On average, we spend 37 hours a week at work, which means that most of us spend more time with our colleagues than with our family and friends. And if things aren’t amicable with the people we work with, or our teams don’t function efficiently, those 37 hours are going to be painful indeed.
We have identified 10 common problems which teams often encounter. So be proactive. Whichever of these you face, address them to ensure your team is as successful as it can be.
Lack of trust
Trust is crucial to teamwork, and it is hard to trust someone you don’t know. Team members must spend time together and get to know each other if there is to be a sense of cohesion.
Conflict and tension
Conflict, a difference of opinion, can be healthy, and if carefully managed, can trigger useful debates.
Different opinions are no bad thing. It’s how we handle them that makes a difference. We can look for the creative power in the different views and use it to find better solutions.
Not sharing information
Knowledge is not power, until it is shared. Effective teams share regularly and generously for the benefit of everyone. This allows the whole team’s capabilities to grow and gives the team more power.
Low employee engagement
Less than 20 per cent of people are fully engaged at work. This is a massive waste of resources, and of employees’ time. The key to engagement is keeping staff involved. When involved, it is impossible to stay detached.
Lack of transparency
Transparency is becoming the expected norm in business. The same goes for teams; they want to see what other teams do, and managers should provide them with the opportunity.

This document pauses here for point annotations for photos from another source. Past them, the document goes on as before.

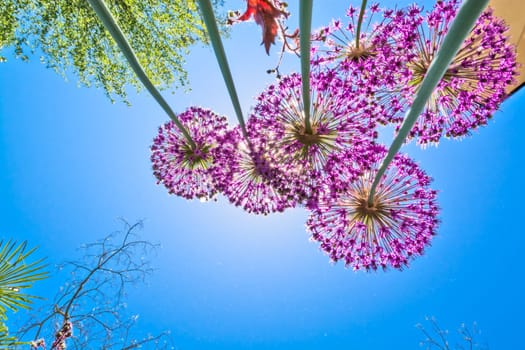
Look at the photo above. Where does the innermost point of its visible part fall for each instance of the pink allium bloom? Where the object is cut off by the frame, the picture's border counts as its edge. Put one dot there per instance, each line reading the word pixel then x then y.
pixel 340 119
pixel 472 88
pixel 187 171
pixel 381 54
pixel 397 226
pixel 247 176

Lack of long-term thinking
Long-term success requires long-term thinking. Businesses have to look beyond the urgent, take a holistic view, and see how all the parts fit together.
In teams it’s about considering the impact of actions and behaviours – on each other, customers and financial results.
Every team has a brand and reputation. A large part of that is driven by how well the team delivers on expectations and promises. Everyone needs to take responsibility for their role in creating the perception of the team. This includes both what is delivered and how.
Not managing change well
Change is inevitable. All organisations go through change continuously. But it slows people down and creates uncertainty.
Be proactive about how the change is handled; talk about it in a constructive way, get clarifications, find solutions to make the change work.
Silo working is a reality for many teams. Working together in earnest is making the most of the fact that you are a team.
Honour your time and efforts by seeing yourself as a full time member of the team, not just an individual contributor. Look out for each other and help each other succeed.
Unless your team is all going in the same direction, you are effectively pulling the potential of the team apart. To walk in the same direction, spend time clarifying what you are contributing to (vision) and why (purpose).
Keep in mind that visions need to be compelling, and purposes meaningful.